The U.S. military command said its figures could be low since Iraqi authorities are handling the investigation, according to The Associated Press.
The bomb detonated in a red pickup truck that had belonged to Saddam Hussein’s former intelligence service, an Iraqi Interior Ministry official said. The blast destroyed part of a street that also has a courthouse and an office that distributes national identity cards in the mixed Sunni-Shiite town, the Iraqi official said.
Kimmitt said that while no group had claimed responsibility, the estimated 500 pounds of explosives in the vehicle had some “fingerprints” of the foreign fighter operations referred to in a seized memo purported to be from Abu Musab al-Zarqawi.
Kimmitt said the purported al-Zarqawi memo raises concern about the growth of Iraqi security forces, but that “the current strategy that we are implementing is in fact working.”
He said despite “almost daily” attacks, recruiting police officers hasn’t stopped.
This week, the U.S. military released parts of a letter found with an al Qaeda courier last month. They said they think the letter was intended for al Qaeda leadership in Afghanistan and is an insurgent’s call for help fighting the U.S.-led coalition and the Iraqis who work with it.
Coalition Provisional Authority spokesman Dan Senor said the memo was shown Tuesday to members of the Iraq Governing Council.
Senor said Tuesday the U.S.-led coalition and the Iraqis who work with it would not be deterred by attacks.
Coalition and Iraqi forces are bracing for more violence from anti-U.S. guerrillas as the country heads toward independence July 1.
In two other separate attacks Tuesday, two pairs of Iraqi police officers were shot as they drove to work in Baghdad, Interior Ministry sources said.
The four officers were killed when gunmen sprayed their vehicles with bullets. In each case, the officers were traveling together. A major and captain who were cousins were killed in western Baghdad; two brothers, both lieutenants, died in the eastern part of the capital, the sources said.
Insurgents name Iraqi troops and police as enemy
This week’s attacks follow the release of parts of the letter indicating Islamic fighters may have asked al Qaeda to help provoke Iraq’s Shiite and Sunni Muslims into a civil war as a way to make the work of the U.S.-led coalition more difficult.
Military officials said they suspect the 17-page letter was written by al-Zarqawi, a Jordanian believed connected to al Qaeda.
The letter was on a computer disk captured in January along with Hassan Ghul, a man identified as an al Qaeda courier, senior coalition officials said.
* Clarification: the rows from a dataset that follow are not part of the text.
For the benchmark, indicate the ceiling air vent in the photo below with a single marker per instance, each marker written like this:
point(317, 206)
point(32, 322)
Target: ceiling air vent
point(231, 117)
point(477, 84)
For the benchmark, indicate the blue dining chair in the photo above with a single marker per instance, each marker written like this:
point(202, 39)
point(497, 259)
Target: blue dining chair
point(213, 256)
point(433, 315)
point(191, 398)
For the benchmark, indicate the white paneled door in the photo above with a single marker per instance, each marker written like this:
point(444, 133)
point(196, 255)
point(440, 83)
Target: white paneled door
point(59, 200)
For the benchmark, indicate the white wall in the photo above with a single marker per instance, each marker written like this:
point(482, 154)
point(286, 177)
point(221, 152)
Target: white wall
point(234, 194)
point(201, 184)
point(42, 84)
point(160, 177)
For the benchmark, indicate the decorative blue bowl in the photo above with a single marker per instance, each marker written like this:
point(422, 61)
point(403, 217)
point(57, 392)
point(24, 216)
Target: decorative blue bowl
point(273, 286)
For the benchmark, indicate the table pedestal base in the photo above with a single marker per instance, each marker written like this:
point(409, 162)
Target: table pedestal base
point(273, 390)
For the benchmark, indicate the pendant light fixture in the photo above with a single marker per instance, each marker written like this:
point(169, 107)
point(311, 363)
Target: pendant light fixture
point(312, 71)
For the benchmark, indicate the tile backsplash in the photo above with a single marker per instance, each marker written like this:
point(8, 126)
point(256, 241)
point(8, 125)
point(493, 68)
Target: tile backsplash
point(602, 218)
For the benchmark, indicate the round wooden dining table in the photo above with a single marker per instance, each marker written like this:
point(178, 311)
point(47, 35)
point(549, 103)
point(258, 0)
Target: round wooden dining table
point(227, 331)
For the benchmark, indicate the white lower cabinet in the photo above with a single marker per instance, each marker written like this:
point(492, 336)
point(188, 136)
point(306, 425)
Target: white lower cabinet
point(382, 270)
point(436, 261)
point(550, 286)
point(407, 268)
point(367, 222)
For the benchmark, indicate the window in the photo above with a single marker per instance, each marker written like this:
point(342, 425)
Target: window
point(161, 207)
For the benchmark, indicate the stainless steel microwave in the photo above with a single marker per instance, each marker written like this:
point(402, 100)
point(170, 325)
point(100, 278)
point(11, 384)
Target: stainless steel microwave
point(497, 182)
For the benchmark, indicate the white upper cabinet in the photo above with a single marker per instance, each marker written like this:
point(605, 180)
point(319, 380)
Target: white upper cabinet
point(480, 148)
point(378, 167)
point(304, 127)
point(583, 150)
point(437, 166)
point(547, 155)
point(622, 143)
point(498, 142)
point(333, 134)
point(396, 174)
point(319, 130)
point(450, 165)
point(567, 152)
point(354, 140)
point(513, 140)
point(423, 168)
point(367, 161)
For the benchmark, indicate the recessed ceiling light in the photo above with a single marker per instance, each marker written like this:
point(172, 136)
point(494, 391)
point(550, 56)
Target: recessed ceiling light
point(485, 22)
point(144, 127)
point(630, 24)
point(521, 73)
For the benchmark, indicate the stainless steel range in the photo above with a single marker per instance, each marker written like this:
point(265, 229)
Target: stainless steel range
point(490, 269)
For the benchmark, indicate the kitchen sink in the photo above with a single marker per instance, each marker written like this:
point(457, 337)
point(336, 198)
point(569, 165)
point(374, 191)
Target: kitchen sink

Ghul identified al-Zarqawi as the letter’s author, one official said.
The letter, translated from Arabic to English by the U.S.-led coalition, expressed concern about the growth of the Iraqi police and army, which it calls one of the four main enemies of the guerrillas. The others named are the Americans, Kurds and Shiites.
U.S. officials said last month that mounting evidence suggests al-Zarqawi was involved in some of last year’s major attacks in Iraq, including those on Italian forces, U.N. headquarters in Baghdad and a mosque in Najaf.